Indeed, Head 20 is circular – subhead 1 provides that regulations may be made to protect “important objectives of general public interest referred to in subhead 2” while subhead 2 provides that “[i]mportant objectives of general public interest include… (s) such other important objectives of general public interest… as may be prescribed in regulations made in accordance with subhead 1”. In effect, regulations may be made to define a general public interest which then provides the legal basis for making those same regulations. [Note that there is a typo here – subhead “2(s)” appears twice on p.36 of the General Scheme.]
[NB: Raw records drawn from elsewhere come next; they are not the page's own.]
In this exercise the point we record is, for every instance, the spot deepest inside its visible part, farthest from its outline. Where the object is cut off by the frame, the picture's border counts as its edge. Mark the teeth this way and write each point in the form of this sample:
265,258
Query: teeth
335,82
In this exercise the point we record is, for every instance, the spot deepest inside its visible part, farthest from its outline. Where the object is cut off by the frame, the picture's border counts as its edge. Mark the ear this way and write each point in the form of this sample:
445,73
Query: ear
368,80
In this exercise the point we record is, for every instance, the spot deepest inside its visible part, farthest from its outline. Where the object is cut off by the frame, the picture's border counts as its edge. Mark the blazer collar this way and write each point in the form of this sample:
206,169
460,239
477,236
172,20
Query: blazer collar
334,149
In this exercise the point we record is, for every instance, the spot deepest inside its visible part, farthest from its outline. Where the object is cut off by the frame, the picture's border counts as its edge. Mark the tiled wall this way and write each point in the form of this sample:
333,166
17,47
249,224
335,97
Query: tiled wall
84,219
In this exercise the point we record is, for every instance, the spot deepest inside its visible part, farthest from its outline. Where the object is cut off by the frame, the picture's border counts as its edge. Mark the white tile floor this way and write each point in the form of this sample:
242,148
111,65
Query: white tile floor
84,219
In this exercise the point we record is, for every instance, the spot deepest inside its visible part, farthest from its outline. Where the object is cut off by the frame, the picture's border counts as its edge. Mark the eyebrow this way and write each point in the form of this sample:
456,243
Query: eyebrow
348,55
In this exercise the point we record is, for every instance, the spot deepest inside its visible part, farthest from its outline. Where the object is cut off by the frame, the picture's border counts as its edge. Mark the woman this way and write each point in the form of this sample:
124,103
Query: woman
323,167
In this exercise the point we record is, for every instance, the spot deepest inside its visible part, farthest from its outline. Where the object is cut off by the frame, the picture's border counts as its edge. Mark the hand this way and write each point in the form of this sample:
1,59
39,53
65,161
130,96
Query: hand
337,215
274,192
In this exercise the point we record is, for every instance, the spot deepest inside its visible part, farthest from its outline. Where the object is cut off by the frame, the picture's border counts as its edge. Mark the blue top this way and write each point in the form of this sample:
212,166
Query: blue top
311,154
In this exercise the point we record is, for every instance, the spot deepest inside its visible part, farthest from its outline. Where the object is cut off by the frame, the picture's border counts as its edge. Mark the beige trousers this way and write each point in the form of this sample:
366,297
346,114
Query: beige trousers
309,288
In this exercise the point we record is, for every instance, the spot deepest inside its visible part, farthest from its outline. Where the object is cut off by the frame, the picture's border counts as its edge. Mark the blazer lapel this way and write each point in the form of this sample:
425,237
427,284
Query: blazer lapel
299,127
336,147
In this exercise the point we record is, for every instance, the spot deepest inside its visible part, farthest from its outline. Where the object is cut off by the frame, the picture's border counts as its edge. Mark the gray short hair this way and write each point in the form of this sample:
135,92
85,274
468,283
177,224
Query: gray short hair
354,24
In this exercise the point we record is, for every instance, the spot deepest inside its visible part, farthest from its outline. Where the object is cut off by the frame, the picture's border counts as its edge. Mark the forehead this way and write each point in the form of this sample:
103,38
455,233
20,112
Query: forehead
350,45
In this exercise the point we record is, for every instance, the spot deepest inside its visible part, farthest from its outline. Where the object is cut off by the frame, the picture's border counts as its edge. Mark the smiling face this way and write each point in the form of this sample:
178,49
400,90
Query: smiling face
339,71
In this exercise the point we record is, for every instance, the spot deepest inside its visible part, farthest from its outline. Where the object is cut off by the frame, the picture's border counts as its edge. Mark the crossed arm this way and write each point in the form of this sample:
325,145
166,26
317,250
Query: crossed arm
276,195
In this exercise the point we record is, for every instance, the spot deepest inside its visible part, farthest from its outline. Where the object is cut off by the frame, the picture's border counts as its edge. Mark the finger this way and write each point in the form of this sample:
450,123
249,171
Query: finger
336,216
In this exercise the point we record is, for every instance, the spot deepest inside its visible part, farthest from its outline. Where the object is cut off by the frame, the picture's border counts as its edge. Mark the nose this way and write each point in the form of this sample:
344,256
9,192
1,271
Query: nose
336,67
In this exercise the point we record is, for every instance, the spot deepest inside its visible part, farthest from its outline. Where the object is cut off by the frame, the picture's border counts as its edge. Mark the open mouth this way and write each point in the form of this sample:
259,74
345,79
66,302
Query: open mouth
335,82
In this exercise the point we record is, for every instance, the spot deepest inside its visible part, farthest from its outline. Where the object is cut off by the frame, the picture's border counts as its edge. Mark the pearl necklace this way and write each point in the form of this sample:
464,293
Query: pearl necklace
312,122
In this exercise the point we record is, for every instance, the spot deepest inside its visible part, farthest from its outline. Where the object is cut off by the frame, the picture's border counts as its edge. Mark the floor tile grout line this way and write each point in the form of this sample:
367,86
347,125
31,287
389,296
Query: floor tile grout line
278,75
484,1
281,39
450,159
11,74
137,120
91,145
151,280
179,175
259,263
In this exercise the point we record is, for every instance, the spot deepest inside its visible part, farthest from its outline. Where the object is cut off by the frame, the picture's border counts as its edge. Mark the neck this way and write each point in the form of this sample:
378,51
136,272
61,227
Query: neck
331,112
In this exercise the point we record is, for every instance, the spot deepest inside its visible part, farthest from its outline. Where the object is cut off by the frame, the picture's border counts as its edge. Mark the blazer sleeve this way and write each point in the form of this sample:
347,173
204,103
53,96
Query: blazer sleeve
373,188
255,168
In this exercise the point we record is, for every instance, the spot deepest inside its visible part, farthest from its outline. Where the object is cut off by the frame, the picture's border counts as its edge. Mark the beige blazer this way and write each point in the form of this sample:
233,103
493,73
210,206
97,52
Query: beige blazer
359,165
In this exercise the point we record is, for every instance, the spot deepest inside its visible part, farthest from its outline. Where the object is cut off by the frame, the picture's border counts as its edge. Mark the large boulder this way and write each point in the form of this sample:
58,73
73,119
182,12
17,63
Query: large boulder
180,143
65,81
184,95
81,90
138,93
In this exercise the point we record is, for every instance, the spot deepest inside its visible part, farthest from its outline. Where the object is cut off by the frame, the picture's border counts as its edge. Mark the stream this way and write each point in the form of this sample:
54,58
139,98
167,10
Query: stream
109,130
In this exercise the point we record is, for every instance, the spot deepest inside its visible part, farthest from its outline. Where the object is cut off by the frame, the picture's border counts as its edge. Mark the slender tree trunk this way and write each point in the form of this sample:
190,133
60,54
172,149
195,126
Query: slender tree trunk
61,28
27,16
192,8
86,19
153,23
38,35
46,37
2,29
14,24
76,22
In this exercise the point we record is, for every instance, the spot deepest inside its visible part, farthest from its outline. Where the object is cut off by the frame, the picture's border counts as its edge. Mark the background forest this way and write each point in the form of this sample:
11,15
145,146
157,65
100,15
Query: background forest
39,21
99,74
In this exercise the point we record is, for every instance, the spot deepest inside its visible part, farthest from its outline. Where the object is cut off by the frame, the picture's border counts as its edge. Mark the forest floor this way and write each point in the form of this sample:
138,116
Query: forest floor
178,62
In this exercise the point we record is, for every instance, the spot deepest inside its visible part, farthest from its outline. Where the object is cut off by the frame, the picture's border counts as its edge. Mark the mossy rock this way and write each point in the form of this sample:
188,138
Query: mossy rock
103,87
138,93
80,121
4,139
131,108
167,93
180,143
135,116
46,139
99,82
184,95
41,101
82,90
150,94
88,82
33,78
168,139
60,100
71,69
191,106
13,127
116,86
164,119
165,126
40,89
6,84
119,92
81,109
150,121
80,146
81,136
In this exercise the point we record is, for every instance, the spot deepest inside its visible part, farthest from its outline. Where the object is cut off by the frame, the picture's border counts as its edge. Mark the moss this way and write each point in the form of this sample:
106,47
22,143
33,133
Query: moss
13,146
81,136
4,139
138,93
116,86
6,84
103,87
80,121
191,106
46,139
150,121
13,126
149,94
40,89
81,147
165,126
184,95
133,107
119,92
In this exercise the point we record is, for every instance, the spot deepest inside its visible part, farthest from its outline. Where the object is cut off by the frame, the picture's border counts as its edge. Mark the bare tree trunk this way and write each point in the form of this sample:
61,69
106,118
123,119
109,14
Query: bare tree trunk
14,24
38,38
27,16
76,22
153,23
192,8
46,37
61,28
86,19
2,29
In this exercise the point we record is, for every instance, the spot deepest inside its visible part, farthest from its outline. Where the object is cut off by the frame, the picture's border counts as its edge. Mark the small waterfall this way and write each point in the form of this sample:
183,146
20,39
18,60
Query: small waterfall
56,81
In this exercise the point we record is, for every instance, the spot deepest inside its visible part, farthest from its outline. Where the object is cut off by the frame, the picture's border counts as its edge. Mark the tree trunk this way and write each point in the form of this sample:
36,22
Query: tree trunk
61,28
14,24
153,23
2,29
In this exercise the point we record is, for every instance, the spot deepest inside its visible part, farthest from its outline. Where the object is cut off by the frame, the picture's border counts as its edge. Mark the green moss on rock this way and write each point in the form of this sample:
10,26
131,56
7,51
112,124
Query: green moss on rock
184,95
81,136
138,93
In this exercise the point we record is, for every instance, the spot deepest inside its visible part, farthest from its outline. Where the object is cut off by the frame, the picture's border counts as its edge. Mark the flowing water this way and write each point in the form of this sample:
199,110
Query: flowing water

The Explanatory Notes at p.27 of the General Scheme acknowledge that it “would be desirable for all Departments to consider the need for specific amendments to primary legislation”; however in the view of DRI the need for specific amendments goes beyond being merely desirable and is necessary for there to be a sufficient legal basis for regulations restricting data subject rights, bearing in mind that such rights are not merely legislative but are protected under Article 8 of the EU Charter of Fundamental Rights.
DRI recommends that, where necessary, specific statutory powers should be put in place to make regulations restricting data subject rights, and that Head 20(1) should be deleted.
DRI recommends that in the event Head 20(1) is retained, it should be modified to ensure that the power to make regulations under this section is a residual one, to be used only where there is no other specific statutory power (to avoid evasion of restrictions which might apply under those other powers) and subject to additional safeguards such as a requirement of a positive resolution of both Houses of the Oireachtas before the regulations come into force, a sunset clause limiting the duration of Head 20(1) to a transitional period following the adoption of the Act, or a sunset clause limiting the duration of regulations made under this provision.
Remedies in the case of retaliation against Data Protection Officers
The GDPR recognises that Data Protection Officers (DPOs) are placed in a difficult position where they must act independently of their employer and Article 38(3) provides that the DPO “shall not be dismissed or penalised by the controller or the processor for performing his tasks”.
The GDPR does not, however, provide any specific remedy for a DPO who is dismissed on this basis.
It is likely that an Irish court would treat the retaliatory dismissal of a DPO as breaching an implied term in the contract of employment, entitling the DPO to bring an action for wrongful dismissal in the courts.
However, such actions are slow, difficult and risky for individual plaintiffs, particularly as it exposes them to the risk of significant legal costs against them.
It would be desirable to enable DPOs who have been dismissed to make a complaint of unfair dismissal under the Unfair Dismissals Acts 1977–2015, enabling them to use the (comparatively) streamlined and low cost procedure of a complaint to the Workplace Relations Commission. There is precedent for doing this in section 11 of the Protected Disclosures Act 2014, under which a dismissal for making a protected disclosure is automatically treated as unfair. Indeed, this may already apply to some dismissal of DPOs – for example, where a DPO is dismissed for providing information to the Data Protection Commission.
DRI recommends that dismissal of a DPO contrary to Article 38(3) GDPR be included as a ground for unfair dismissal under the Unfair Dismissals Acts 1977–2015.